Dia mengatakan, BLK Lhokseumawe selama ini dijadikan tempat penampungan pengungsi dengan fasilitas yang cukup bagus dan memadai. Berdasarkan rencana ke depannya, pemerintah Kabupaten Bireuen akan mengatur keberangkatan para pengungsi ke Lhokseumawe.
Yayasan Geutanyoe menilai, kesiapan pemerintah, Panglima Laot, lokal dan internasional NGO sudah cukup baik dalam menangani kondisi darurat. "Namun, apabila didukung dengan regulasi yang lebih baik dan comprehensive akan menjadi lebih baik," kata Reza.
Percepatan untuk merevisi Peraturan Presiden 125 tahun 2016 menjadi semakin mendesak untuk menjadi payung hukum penanganan pengungsi dari luar negeri di Indonesia. Menurut Reza, tingginya kedatangan pengungsi asal Rohingya ke Aceh dalam beberapa tahun terakhir, menunjukan bahwa Aceh menjadi daerah dengan potensi besar didatangi oleh pengungsi di kemudian hari.

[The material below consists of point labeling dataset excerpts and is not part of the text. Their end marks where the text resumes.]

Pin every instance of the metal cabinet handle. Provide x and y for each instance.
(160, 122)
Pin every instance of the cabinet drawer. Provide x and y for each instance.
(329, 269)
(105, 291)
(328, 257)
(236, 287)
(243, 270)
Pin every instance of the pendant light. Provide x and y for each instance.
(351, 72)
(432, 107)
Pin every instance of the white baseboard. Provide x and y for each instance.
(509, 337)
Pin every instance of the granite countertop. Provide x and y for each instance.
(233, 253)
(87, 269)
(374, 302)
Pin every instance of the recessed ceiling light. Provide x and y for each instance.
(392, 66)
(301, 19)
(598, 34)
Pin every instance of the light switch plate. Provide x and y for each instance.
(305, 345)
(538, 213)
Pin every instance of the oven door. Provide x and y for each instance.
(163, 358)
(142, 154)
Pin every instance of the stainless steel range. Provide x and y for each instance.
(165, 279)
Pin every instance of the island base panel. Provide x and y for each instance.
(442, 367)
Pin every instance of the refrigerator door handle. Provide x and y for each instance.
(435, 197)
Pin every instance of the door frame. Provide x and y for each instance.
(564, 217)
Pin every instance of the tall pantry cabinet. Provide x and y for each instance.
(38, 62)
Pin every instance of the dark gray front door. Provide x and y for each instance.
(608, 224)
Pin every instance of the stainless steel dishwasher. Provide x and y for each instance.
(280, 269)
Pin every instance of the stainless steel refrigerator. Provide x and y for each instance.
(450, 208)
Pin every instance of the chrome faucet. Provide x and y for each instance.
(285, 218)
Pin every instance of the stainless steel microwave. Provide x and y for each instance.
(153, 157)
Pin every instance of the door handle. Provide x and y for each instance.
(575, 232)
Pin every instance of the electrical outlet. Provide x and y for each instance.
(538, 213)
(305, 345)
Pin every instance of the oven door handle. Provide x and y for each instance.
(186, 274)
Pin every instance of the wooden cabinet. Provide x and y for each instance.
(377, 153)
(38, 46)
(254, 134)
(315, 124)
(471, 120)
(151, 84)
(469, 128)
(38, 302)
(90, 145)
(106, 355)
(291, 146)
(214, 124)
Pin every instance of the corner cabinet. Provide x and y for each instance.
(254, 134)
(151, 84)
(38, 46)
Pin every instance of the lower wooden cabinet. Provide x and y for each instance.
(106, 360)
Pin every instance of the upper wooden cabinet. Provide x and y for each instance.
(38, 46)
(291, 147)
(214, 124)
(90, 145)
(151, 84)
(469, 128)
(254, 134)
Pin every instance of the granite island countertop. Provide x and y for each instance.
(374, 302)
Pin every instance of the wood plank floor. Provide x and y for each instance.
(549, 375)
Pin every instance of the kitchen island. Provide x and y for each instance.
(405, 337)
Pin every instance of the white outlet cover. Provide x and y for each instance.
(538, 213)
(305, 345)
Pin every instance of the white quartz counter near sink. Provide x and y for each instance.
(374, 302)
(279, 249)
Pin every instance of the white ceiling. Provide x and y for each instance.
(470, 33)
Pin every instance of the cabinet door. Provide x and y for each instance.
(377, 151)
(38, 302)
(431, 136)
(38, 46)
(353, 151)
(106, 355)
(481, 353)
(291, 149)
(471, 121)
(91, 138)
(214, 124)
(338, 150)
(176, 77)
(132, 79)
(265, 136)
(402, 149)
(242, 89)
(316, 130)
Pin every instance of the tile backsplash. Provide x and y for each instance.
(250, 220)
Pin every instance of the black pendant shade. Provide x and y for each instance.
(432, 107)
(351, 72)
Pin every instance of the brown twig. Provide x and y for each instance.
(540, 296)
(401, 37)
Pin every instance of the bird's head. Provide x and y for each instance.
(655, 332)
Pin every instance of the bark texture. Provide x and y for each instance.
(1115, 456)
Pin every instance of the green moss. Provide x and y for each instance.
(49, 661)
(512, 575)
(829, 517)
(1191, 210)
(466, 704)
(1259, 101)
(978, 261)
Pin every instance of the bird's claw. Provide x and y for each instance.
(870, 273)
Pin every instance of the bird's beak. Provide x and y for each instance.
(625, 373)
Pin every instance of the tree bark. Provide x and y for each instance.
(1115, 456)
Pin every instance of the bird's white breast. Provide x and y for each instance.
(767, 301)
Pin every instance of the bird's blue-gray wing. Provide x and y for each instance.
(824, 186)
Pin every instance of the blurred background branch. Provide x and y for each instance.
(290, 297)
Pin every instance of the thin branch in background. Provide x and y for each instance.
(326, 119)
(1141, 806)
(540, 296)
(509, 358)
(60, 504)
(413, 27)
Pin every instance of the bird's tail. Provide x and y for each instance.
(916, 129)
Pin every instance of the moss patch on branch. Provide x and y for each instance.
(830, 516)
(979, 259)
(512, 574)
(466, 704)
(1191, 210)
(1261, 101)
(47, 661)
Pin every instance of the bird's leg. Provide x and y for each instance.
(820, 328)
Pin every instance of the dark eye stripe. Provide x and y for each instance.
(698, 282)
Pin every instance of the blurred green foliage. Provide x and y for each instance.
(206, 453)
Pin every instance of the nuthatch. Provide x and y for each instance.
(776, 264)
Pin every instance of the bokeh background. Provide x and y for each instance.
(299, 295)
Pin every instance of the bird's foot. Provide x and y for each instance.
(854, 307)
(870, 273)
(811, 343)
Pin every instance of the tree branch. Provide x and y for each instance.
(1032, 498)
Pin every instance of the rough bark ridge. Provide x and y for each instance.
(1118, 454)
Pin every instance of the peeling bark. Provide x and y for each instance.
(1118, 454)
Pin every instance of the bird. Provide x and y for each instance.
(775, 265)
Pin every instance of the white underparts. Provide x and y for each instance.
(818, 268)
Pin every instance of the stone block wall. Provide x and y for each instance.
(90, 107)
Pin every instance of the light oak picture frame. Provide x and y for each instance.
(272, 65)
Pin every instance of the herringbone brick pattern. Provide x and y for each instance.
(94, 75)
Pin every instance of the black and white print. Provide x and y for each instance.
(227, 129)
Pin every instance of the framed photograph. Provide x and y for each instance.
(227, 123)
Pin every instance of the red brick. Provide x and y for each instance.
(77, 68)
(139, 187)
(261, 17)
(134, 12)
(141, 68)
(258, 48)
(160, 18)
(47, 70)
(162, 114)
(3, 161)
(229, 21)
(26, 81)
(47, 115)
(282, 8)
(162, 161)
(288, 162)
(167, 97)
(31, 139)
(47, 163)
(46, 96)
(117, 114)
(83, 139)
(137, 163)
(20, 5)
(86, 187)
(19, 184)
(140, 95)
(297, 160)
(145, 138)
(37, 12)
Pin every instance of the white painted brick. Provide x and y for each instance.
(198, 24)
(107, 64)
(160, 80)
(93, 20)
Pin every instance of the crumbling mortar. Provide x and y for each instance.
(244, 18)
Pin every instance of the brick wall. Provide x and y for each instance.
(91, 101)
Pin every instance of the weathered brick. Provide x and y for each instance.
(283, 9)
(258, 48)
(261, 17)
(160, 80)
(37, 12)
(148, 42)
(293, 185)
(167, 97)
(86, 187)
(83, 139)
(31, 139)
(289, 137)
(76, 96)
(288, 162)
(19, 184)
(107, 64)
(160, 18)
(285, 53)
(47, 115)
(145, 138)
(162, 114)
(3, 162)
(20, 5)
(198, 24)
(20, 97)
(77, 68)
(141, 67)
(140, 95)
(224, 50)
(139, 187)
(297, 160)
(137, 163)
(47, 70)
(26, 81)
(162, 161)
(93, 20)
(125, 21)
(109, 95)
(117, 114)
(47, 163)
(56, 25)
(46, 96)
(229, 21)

"Apalagi dengan meningkatnya intensitas konflik yang terjadi di berbagai belahan dunia yang berdampak ke Indonesia. Karenanya, mewujudkan perdamaian di dunia adalah tanggung jawab setiap orang untuk mewujudkanya. Geutanyoe juga mengapresiasi seluruh pihak yang terlibat dalam upaya kemanusiaan tersebut," tukasnya.
Indonesia bukan penandatangan Konvensi Pengungsi 1951 PBB. Indonesia juga sebagian besar dilihat sebagai negara transit bagi mereka yang mencari suaka ke negara ketiga.
Lebih dari 730 ribu Rohingya melarikan diri dari Myanmar setelah tindakan keras yang dipimpin militer pada 2017, dan dipaksa masuk ke kamp-kamp kumuh di seberang perbatasan di Bangladesh. PBB penyelidik menyimpulkan bahwa kampanye militer telah dilakukan dengan "niat genosida".
Beberapa telah melarikan diri melalui laut, berlayar ke negara-negara seperti Malaysia, Thailand dan Indonesia antara November dan April ketika laut tenang. Ratusan dari mereka datang ke Aceh secara bergantian dalam beberapa tahun terakhir.